第2回世界都市電子政府協議体総会の歓迎晩餐会での祝辞
日付:2012年11月12日 場所:スペイン・バルセロナ
お会いできて嬉しいです。ソウル市長で世界都市電子政府協議体議長の朴元淳でございます。本日、盛大な晩餐会を主催してくださった尊敬するジャビエル・トリアス(Xavier Trias i Vidal de Llobatera)バルセロナ市長、第2回世界都市電子政府協議体総会にお越しいただいた各都市の市長及び代表団の皆様、そしてIT専門家とUNPAN(国連行政ネットワーク)、ワールドバンク関係者の皆様、本日こうしてお目にかかれて大変光栄です。
世界都市電子政府協議体は、2008年の市長フォーラム、2009年のCIO(情報化統括責任者)フォーラムを基盤とし、2010年には創立総会を行い、明日は「Smart Government with all」というテーマで、第2回総会を開催するに至りました。会員都市の熱いご関心とご声援に支えられてきたからこそ、本日このような場を設けることができたのではないかと思います。
私はソウル市長に就任してから、まだ1年しか経っていません。この1年間私は、ソウル市を「スマート・ガバメント(Smart Government)」にするために、たくさんの努力を傾けてきました。まず最初に、ソウル市で作成される文書や会議の内容を公開する「情報公開2.0」を実施しました。スマート技術を基に「ソウル情報疎通広場」を立ち上げ、ソウル市関連の公共データを自主的に公開しました。従来は、情報公開の申請をした市民のみがソウル市の情報を知ることができましたが、この「ソウル情報疎通広場」の新設で、市民が申請しなくても自動的にソウル市の公共データが市民に提供されるシステムを作ったのです。
さらに、11月1日にはソウル市に「ソーシャルメディア・センター」を設立しました。スマート技術を基盤とするツイッターやフェイスブックなどを中心としたソーシャルメディアを通じて、ソウル市の行政のパラダイムを変えることです。同センターを通じて寄せられた市民の意見は、即座に担当部署へ伝えられ、それに関する議論や解決に至るまでの過程を全ての市民に公開します。去年の夏、ソウル市では1時間当たり30mmの集中豪雨が起きる災害が発生しました。その時に大いに役に立ったのがソーシャルメディアでした。ツイッターやフェイスブックなどを通じて災害の状況が瞬時に広がり、それを基に、災害システムが稼動し、大きな被害を防ぐことができました。同センターは市民と直接コミュニケーションをとり、市の行政が市民により早く、それぞれのニーズに合わせて提供される効果があるだけでなく、こうした災害の状況においてもメディアとしての重要な役割を果たします。
「情報公開2.0」と「ソーシャルメディアセンター」によるソウル市の「スマート・ガバメント」の実現は、市民との信頼関係を築くことにつながります。
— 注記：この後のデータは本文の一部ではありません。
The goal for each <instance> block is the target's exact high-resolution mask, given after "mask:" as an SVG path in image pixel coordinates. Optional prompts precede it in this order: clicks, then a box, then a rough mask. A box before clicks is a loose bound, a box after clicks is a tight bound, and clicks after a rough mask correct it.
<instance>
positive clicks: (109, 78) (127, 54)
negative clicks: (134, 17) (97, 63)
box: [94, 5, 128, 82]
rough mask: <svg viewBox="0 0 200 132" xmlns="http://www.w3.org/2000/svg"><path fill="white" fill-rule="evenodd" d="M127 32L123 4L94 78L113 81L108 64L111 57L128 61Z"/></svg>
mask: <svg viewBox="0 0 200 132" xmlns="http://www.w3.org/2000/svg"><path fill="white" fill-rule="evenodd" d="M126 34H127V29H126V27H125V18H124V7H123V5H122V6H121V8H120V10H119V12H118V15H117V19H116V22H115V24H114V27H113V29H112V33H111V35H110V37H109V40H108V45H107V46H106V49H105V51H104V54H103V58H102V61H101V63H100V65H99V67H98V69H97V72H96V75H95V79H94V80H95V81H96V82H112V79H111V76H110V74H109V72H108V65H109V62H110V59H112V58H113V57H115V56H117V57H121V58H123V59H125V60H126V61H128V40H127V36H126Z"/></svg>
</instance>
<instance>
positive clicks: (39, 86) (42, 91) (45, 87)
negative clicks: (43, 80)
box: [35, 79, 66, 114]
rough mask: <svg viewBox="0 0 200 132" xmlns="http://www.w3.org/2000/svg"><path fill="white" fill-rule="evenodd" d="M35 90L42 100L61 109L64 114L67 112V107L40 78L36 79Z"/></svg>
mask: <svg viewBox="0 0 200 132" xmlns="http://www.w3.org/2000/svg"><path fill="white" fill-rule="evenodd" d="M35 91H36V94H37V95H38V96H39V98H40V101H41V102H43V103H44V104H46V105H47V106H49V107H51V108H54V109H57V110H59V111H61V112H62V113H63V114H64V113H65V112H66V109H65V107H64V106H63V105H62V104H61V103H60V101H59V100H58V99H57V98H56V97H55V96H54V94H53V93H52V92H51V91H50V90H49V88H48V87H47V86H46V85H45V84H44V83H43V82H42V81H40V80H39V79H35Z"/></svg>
都市で行われる行政を市民に公開し、それに関する市民の意見を積極的に反映することで、都市と市民の間でコミュニケーションがうまく取れるようになり、その過程で信頼はさらに深まると思います。即ち「スマート・ガバメント」=「信頼される政府」ということです。
こうした「スマート・ガバメント」の信頼構築は、都市と都市間の問題を解決するのにもそのまま適用できることと確信します。現代社会では、国や民族の境界を越えて世界全体が共に悩み、共に解決すべき問題が山積しています。歴史的な経験や国家間の利害の衝突によって合意点を見出すのがなかなか難しい国家体制に比べ、都市と都市の協力は、はるかに自由で効率的です。
増えつつある都市の諸問題の解決と市民のニーズに応える行政を供給するためには、都市間の協力や共有ネットワークの構築、継続的に発展するIT新技術の活用が鍵となります。
本日と明日の二日間、 都市間のグローバルネットワークの構築と電子政府のデジタル力量の強化という、二つの面において皆様のお役に立つことができれば幸いです。
本日、私たちの出会いがいつまでも皆様の記憶に残りますよう、バルセロナでの美しい思い出をたくさん作っていただければと思います。素敵な時間をお過ごしください。ありがとうございました。